模型挖掘作为流程挖掘的热点领域之一,旨在从事件日志中生成描述业务流程的模型。事件日志包含具有可分解循环依赖关系的活动,此类活动既无法使用过滤非频繁活动的方式将其过滤,也不能当作混沌活动处理,导致流程模型精确度较低。现有方法不能在含有噪声的情况下根据有无循环结构划分事件日志,进而无法在无循环结构子日志上正确识别具有可分解循环依赖关系的活动,且需要依赖活动属性。为克服现有方法的不足,提高挖掘模型质量,提出分离循环结构和可分解循环依赖关系的分解流程模型挖掘框架。首先基于启发式方法将事件日志根据有无循环结构划分为两部分,在无循环结构事件日志中根据活动间可达关系频率和直接跟随关系频率识别具有可分解循环依赖关系的活动,进而将具有可分解循环依赖关系的活动从有循环结构事件日志中过滤,以识别事件日志的循环结构并投影得到子日志集合。然后使用现有流程模型挖掘方法挖掘子模型并基于边界活动分支结构关系合并子模型。实验结果表明,该方法基于ProM平台实现,并基于公开事件日志与直接使用Inductive Miner、基于最大划分框架和基于阶段的业务流程模型挖掘方法相比,精确度提高了0.08~0.42,复杂度降低了3.86~45.92。

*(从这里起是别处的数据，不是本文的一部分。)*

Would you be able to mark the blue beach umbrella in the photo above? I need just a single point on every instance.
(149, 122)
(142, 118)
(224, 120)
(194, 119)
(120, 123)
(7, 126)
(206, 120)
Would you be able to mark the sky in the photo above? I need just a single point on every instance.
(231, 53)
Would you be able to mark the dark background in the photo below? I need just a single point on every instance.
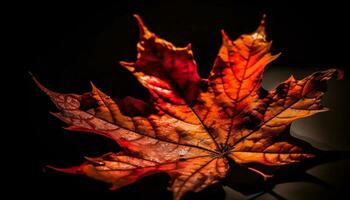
(66, 45)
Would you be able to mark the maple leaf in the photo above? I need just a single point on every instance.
(191, 126)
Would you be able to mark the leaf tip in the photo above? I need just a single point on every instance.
(71, 170)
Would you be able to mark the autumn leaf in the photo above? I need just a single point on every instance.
(191, 126)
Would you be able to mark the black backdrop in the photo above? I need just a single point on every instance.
(66, 45)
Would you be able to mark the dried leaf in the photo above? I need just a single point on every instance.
(191, 126)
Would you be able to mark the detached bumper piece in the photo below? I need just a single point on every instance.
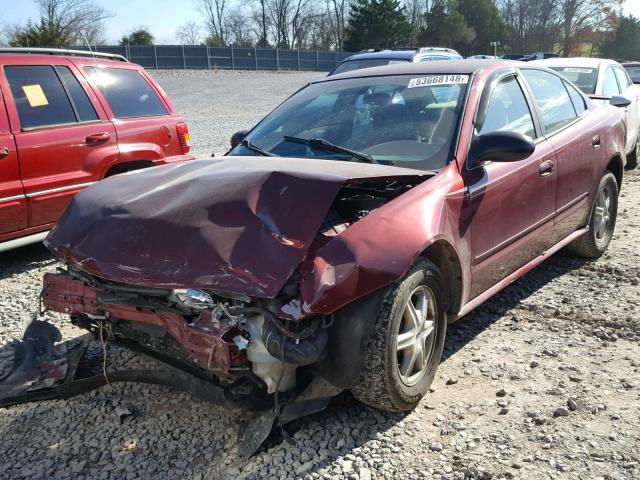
(43, 370)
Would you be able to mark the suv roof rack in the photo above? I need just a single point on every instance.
(63, 51)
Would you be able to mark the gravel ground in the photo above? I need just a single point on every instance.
(541, 382)
(216, 104)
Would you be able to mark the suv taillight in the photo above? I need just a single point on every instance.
(183, 136)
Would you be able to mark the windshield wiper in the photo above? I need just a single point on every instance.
(247, 144)
(322, 144)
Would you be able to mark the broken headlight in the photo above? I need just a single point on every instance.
(192, 298)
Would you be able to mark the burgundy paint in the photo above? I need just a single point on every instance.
(237, 225)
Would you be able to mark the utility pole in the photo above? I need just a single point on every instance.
(495, 45)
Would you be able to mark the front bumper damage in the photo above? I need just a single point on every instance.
(202, 358)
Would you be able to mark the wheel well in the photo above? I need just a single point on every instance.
(615, 167)
(128, 167)
(445, 257)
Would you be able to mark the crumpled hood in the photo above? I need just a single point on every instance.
(236, 224)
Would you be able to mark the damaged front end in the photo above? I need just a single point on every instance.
(206, 266)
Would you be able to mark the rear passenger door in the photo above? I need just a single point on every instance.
(14, 215)
(144, 122)
(577, 139)
(63, 137)
(632, 112)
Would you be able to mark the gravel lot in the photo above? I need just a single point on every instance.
(541, 382)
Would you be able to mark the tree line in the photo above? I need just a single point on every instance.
(568, 27)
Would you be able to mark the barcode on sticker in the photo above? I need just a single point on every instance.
(577, 70)
(438, 80)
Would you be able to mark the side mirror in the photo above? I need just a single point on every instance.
(620, 101)
(237, 137)
(500, 147)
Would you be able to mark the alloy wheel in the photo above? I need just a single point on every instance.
(417, 335)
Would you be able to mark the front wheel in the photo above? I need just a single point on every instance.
(403, 353)
(602, 221)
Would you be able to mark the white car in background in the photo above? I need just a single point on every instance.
(602, 79)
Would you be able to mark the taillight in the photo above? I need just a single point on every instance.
(183, 136)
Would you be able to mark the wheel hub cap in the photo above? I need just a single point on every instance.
(602, 213)
(416, 336)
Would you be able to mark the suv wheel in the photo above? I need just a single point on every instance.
(405, 347)
(602, 222)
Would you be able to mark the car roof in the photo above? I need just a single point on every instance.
(467, 66)
(391, 54)
(585, 62)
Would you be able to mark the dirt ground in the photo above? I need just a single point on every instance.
(541, 382)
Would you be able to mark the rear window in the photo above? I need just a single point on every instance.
(46, 96)
(583, 78)
(127, 92)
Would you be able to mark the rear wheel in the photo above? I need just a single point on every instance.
(404, 350)
(602, 222)
(632, 159)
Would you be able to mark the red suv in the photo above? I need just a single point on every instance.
(69, 119)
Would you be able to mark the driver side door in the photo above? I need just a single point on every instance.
(512, 204)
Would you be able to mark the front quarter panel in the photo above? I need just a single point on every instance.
(380, 248)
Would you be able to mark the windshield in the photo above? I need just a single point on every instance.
(634, 73)
(399, 120)
(583, 78)
(367, 63)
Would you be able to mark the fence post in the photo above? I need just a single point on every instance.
(155, 56)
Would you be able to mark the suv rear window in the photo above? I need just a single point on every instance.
(127, 92)
(42, 96)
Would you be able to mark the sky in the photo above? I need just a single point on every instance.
(162, 17)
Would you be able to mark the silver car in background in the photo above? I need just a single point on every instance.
(602, 79)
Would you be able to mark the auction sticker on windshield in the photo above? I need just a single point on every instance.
(438, 80)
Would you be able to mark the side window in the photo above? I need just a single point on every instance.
(40, 98)
(81, 102)
(576, 98)
(610, 85)
(508, 110)
(623, 80)
(552, 99)
(127, 92)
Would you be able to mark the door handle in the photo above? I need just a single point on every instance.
(97, 138)
(546, 168)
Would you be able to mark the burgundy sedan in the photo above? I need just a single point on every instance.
(331, 247)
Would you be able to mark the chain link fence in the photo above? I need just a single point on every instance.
(228, 58)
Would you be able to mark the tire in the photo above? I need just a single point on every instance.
(633, 157)
(382, 385)
(595, 242)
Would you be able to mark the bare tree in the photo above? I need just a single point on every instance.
(579, 17)
(215, 13)
(189, 33)
(81, 20)
(239, 33)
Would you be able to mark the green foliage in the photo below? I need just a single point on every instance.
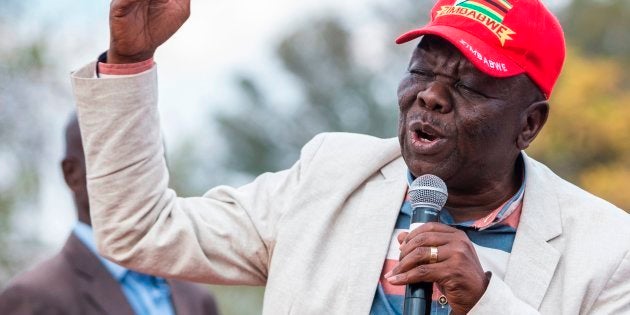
(337, 95)
(587, 138)
(599, 27)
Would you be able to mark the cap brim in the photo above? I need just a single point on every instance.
(483, 56)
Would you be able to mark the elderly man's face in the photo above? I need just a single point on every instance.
(457, 122)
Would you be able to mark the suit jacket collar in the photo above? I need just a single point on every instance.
(95, 282)
(533, 260)
(380, 205)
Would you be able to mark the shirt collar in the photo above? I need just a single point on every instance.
(85, 234)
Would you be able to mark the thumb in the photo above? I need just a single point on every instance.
(401, 237)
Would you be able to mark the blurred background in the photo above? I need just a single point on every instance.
(244, 84)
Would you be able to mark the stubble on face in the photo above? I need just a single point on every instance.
(477, 118)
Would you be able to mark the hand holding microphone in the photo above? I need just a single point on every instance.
(435, 252)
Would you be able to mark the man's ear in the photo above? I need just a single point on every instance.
(534, 118)
(70, 168)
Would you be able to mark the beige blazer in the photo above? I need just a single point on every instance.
(316, 235)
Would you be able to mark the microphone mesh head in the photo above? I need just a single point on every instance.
(428, 191)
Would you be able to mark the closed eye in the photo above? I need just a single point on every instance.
(421, 73)
(469, 90)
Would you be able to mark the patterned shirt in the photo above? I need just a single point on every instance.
(492, 237)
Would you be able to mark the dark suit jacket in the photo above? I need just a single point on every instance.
(75, 282)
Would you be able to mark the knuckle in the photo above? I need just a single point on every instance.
(422, 270)
(419, 240)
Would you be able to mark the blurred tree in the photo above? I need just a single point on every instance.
(22, 64)
(344, 86)
(337, 95)
(599, 27)
(587, 138)
(340, 88)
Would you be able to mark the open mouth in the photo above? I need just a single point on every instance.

关键词: 分解流程挖掘, 模型挖掘, 启发式挖掘, 可分解循环依赖关系, 模型质量

Abstract:

Model mining-one of the hot areas of process mining-aims to generate models describing business processes from event logs. Event logs may contain activities with decomposable cyclic dependencies, which cannot be filtered by filtering infrequent activities nor treated as chaotic activities and can lead to low precision of process models. The existing methods cannot divide the event logs according to the presence or absence of cyclic structures in the presence of noise and thus cannot correctly identify activities with decomposable cyclic dependencies on sub-logs without cyclic structures, and the use of the existing methods is dependent on activity attributes. To overcome the shortage of existing methods and improve the quality of mining models, a decomposable process model mining framework that separates the cyclic structure and decomposable cyclic dependencies is proposed. First, the event log is divided into two parts on the basis of heuristics, and the activities with decomposable cyclic dependencies are identified in the event log with no cyclic structure according to the frequency of inter-activity reachable relations and direct following relations. Then, the activities with decomposable cyclic dependencies are filtered from the event log with a cyclic structure to identify the cyclic structure of the event log and to project the set of sub-logs. Finally, existing process model mining techniques are used to mine sub-models and merge sub-models according to the boundary activity branch structure relationship.The proposed method is implemented using the ProM platform, and its performance is quantitatively compared with that of the maximal based framework, stage-based discovery of business process model methods, and the direct use of Inductive Miner to mine models based on public event logs. Experiments indicate that compared with the other methods, the precision of the proposed method is 0.08-0.42 higher, and the complexity is reduced by 3.86-45.92.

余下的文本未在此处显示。